Integer literals have a bit of additional complexity here: in the compiler, they are a like a special ad-hoc kind of type variable that only unifies with integer types. That helps us here to narrow down the impls. In this SLG solver, you could model that instead with a pair of goals, like `Vec<T>: Index<?U>`

and `IsIntegral(?U)`

, where `IsIntegral`

is true for the integral types.

1 Like

Regarding the resolution of:

`impl<T> Foo for T where T: Bar, T: Baz,`

I wonder if there would be a way to alternate between `T: Bar`

and `T: Baz`

.

If we name those two subgoals A and B, and imagine that A has 1,000 possible answers (`#A`

) while B has 10 possible answers (`#B`

), then the "Oracle" way is to enumerate B's answers and cross-check them against A's. In this way: B generate 10 answers and A cross-check 10 answers. This gives the optimal complexity of `ϴ(min(#A, #B))`

(in the number of answers generated).

The other way around, A generates 1,000 answers and B cross-check 1,000 answers has a worst-case complexity of `ϴ(max(#A, #B))`

.

So, what about simply alternating?

That is, let A produce an answer, cross-check it with B, then let B produce an answer, cross-check it with A, and keep going. In this way:

- A generates 10 answers and B cross-check 10 answers,
- B generates 10 answers and A cross-check 10 answers.

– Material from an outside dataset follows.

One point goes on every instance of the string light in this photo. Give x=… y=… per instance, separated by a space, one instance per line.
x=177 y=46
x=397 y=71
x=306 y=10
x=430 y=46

In fine, we end-up with a worst-case complexity of `ϴ(2*min(#A, #B))`

.

Or, in the general cases of N sub-goals, `ϴ(N*min(A[0], A[1], ... A[N-1]))`

, which doesn't sound so bad compared to the optimal complexity.

2 Likes

If you’re still working on that, you might be interested in the following papers or keywords:

- Earley Deduction (quite old)
- OLDT resolution
- memoization in constraint logic programming which generalizes OLDT.

It seems like the work you describe in your blog post is already pretty close to these.